Inworld AI went for the latter and it paid off significantly. The company recently announced the closing of a $50 million Series A backed by some of the biggest names in VC. They understood that selling picks and shovels was a much better path than mining for gold.

Tip #4: Keep an eye on government regulation

“All the right signs are saying that the metaverse is indeed the next big frontier for entrepreneurs,” said Volkov. “But as with all big markets, the metaverse comes with some potential downsides. Experts are warning consumers about privacy issues, mental health concerns, addiction and more.”

Last year, whistleblower Frances Haugen told Congress that the metaverse would be highly addictive and rob people of even more personal information. This has many questioning how involved the government will be in regulating the metaverse.  

Adding more fear, the Federal Trade Commission is working to block Facebook’s recent VR acquisition. But, the U.S. government has its sights on more than just Facebook. Congress is currently pushing to pass its first major effort to regulate big tech since the inception of the internet. 

Whether you like Big Tech or not, this is something to keep an eye on, as it could make it harder to make an exit down the road.

Tip #5: Beware of the philosophical arguments

The metaverse has much momentum in its favor. And, it offers many benefits for entrepreneurs and businesses alike. But is it good for customers and society?

“The thought of life in the metaverse brings many questions,” said Volkov. “Will we be more connected but feel lonelier? Will we live an illusionary life? Will we create an extended reality only to become an extension of vast, complex and intelligent machines? For many, The Matrix sounds like an argument against the metaverse.” 

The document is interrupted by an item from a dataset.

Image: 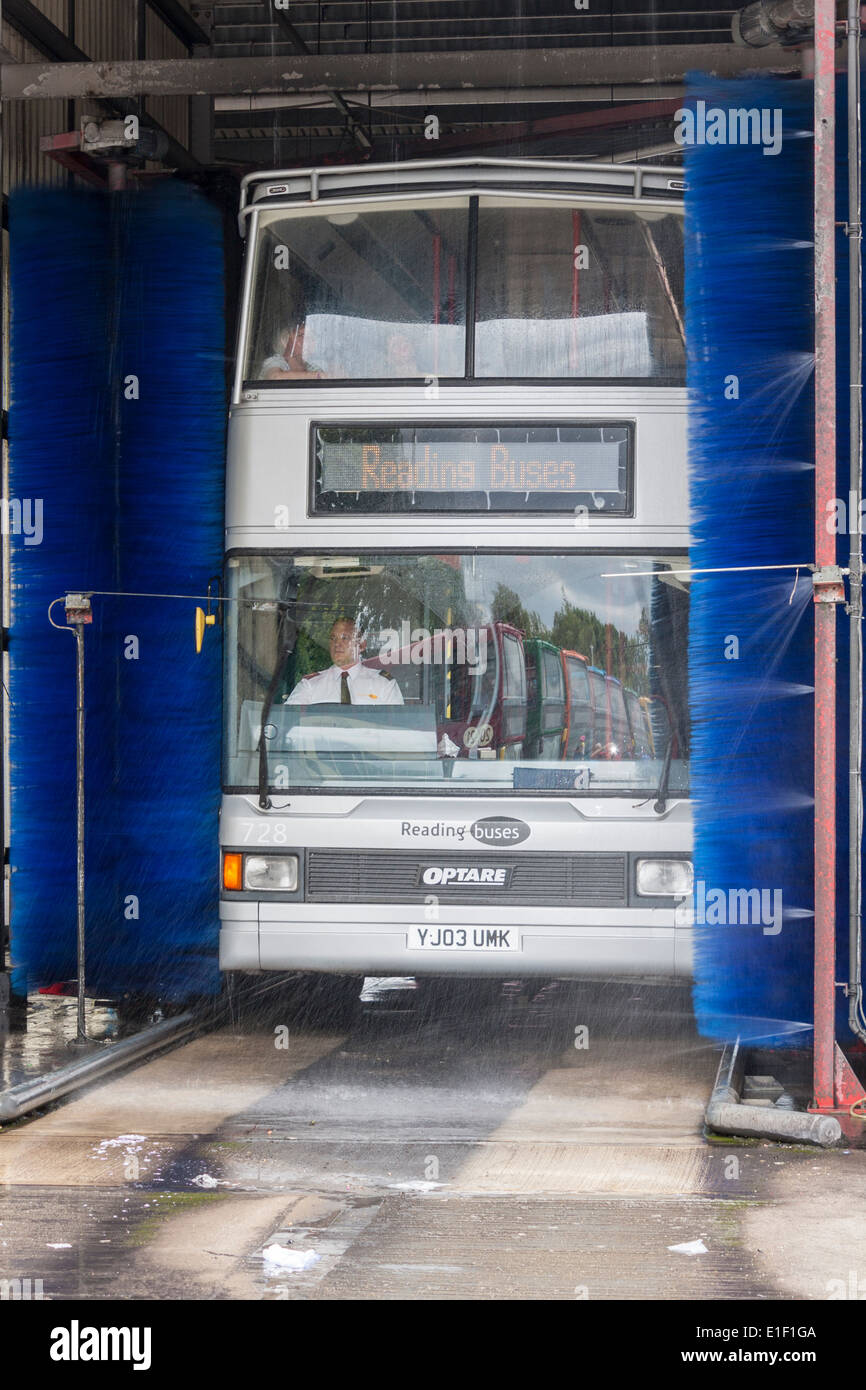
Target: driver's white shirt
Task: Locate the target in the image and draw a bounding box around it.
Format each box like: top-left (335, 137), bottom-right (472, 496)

Another pessimistic argument was proposed by American philosopher Robert Nozik. In his thought experiment, Nozik introduced an experience machine where people could live out fantasies like marrying their favorite Hollywood star or winning the lottery. Nozik believed this way of fulfilling desires would not be fulfilling and would prevent us from grasping a deeper reality. Will the metaverse fail because of this?

Closing thoughts

In Volkov’s view, life in the metaverse can be as real as it gets. Unlike Nozik’s experience machine, there will be real interaction between real people in the metaverse. And unlike The Matrix, visitors can make informed choices and exercise free will. They will have the ability to join and leave the virtual world at their discretion. 

“If we as entrepreneurs and creators build the metaverse right, users will have a positive and fulfilling experience,” said Volkov. “And that should be our goal. I’m confident the industry can work through its growing pains and make the metaverse a safe and profitable place for all who venture within it.”

Jay T. Ripton is a business consultant and freelance writer.